Se miraron el uno al otro y, de común acuerdo, aflojaron sus espadas en las vainas antes de entrar. Justino estaba empezando a inquietarse y podía notar que Lucas estaba también nervioso. Pero su antorcha no revelaba nada anormal. El suelo estaba sucio; había harina y paja por todas partes y el salvado caído en el suelo crujía bajo sus pies al moverse ellos cautelosamente por el cuarto. La rueda interior ocupaba la mayor parte del espacio, sujeta a un huso que desaparecía en un agujero del techo. La cámara de arriba le recordó a Justino el desván de un granero; daba acceso a esa cámara una escalera de mano dispuesta en un rincón, y durante las horas de trabajo Kenrick desde arriba veía y se aseguraba de que la rueda funcionara correctamente. Pero ahora era como mirar al interior de una cueva tan grande como negra. Ni siquiera cuando Lucas levantó la antorcha, su luz pudo romper en las sombras por encima de sus cabezas.
Lucas profirió un juramento entre dientes.
– ¿Dónde se ha ido? Esto es inexplicable.

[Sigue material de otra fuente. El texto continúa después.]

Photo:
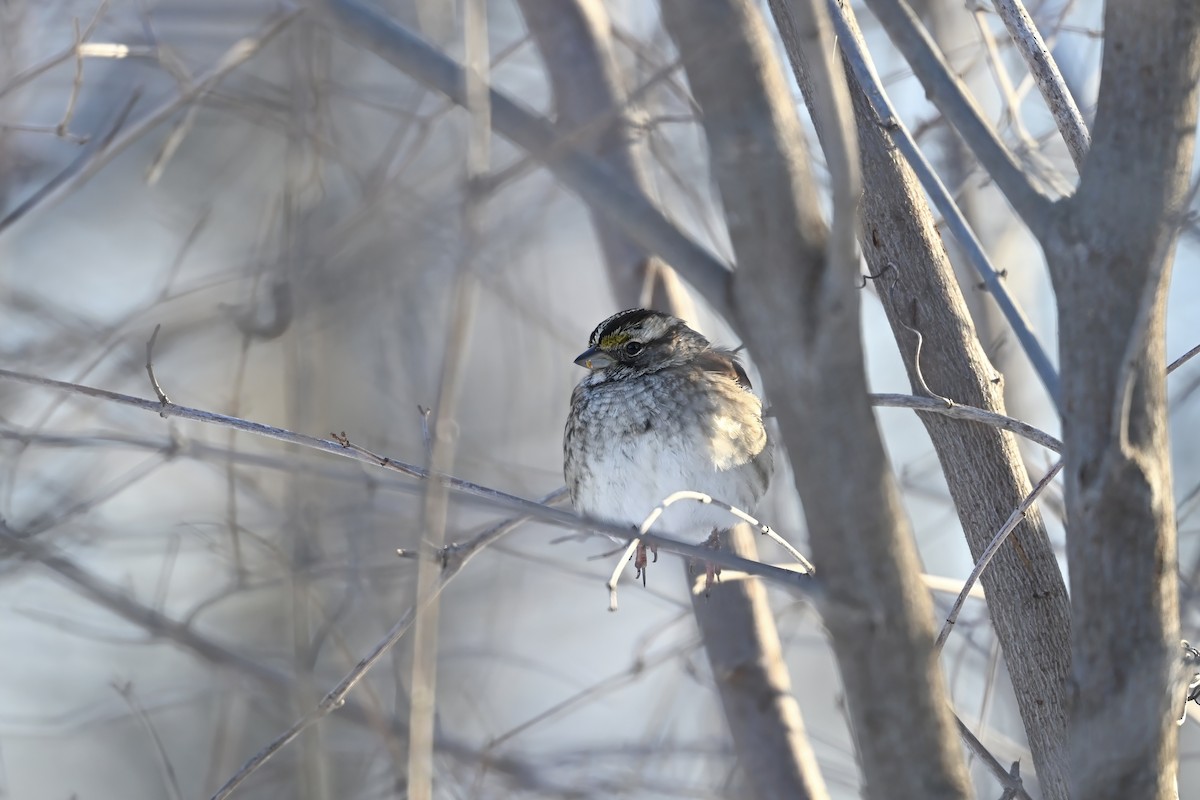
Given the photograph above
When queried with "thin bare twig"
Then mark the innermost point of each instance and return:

Justino se encogió de hombros.
– Tal vez se haya retrasado también.
Pero tan pronto como sugirió esa explicación se dio cuenta del problema. ¿Por qué no estaba la puerta cerrada con pestillo? Uno de los travesaños de la escalera estaba manchado de barro. Cuando se acercó vio que el barro estaba seco, que era barro de hacía unos días. Se estaba volviendo hacia Lucas cuando notó que desde arriba le caía algo húmedo, en la mano. Se quedó sin aliento. Apartándose de la escalera, miró hacia arriba y otra gota de sangre salpicó el suelo a sus pies.